Anwar made national headlines in the 1980s when she fought a Home Office decision denying her children living in Pakistan the right to join their parents in the UK. After a gruelling 6-year battle Anwar succeeded in getting the decision overturned.
Below is Jennie’s account of her visit.
Anwar’s archive includes papers and publicity material from the Anwar Ditta Defence Committee (ADDC) as well as photos, news articles, correspondence and evidence submitted to the Home Office appeal. Her case has been cited in many student textbooks and is still considered a landmark case in immigration law.
Last year I recorded an oral history interview with Anwar over several sessions, in order to capture her reflections on these life-changing events. Since then, Anwar and I have kept in touch. She’s an amazing individual who has lived through extraordinary events but who is still coming to terms with the resulting trauma inflicted on her family. As we look through old photos together Anwar recalls with enthusiasm the names of various activists, politicians and celebrities who supported her campaign. I take notes; the information adds context to the images (now in the AIU Centre archives), making them more meaningful to future researchers, but her animated disposition communicates so much more. For Anwar, remembering is both exhilarating (reminding her of the strength she was able to summon and the high levels of support she accrued) and excruciating (reminding her of the separation and state-administered discrimination she endured, as well as its longer-lasting impact).

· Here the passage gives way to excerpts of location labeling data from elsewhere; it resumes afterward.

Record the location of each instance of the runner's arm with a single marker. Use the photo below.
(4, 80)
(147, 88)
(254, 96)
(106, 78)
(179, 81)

We speak of other things for a while – health, families, the news – in an attempt to lighten the mood. Anwar then hands me further papers for the archive collection including correspondence referring to her address to the Women’s World Congress in Prague, which took place after she was re-united with her children. We discuss how it felt to speak publicly on an international platform and I learn that, despite having no formal schooling since the age of 8, she was also invited to similar events in Moscow and Norway, as well as to venues across the UK. Anwar later employed her new-found agency to support further immigration-related campaigns.
As we finish our cups of tea and I make moves to head home, Anwar saddens. She asks me to make it clear to anyone interested in her story that she never received an apology from the British Government or any financial compensation to cover either personal or legal costs. The flights to transport her children from Pakistan to the UK were paid for by Granada Television, her legal expenses scarcely covered by funds raised through the ADDC. Anwar herself was employed throughout the campaign as a machinist, juggling piecework, parenting (her daughter born here in the UK) and activism in an exhausting merry-go-round.
It seems clear that Anwar is still trying to make sense of what happened decades on and to come to terms with the many consequences. Maybe this process of remembering and then letting go might offer some small comfort?
We are still in the process of cataloguing Anwar’s collection which will be available to researchers later this year.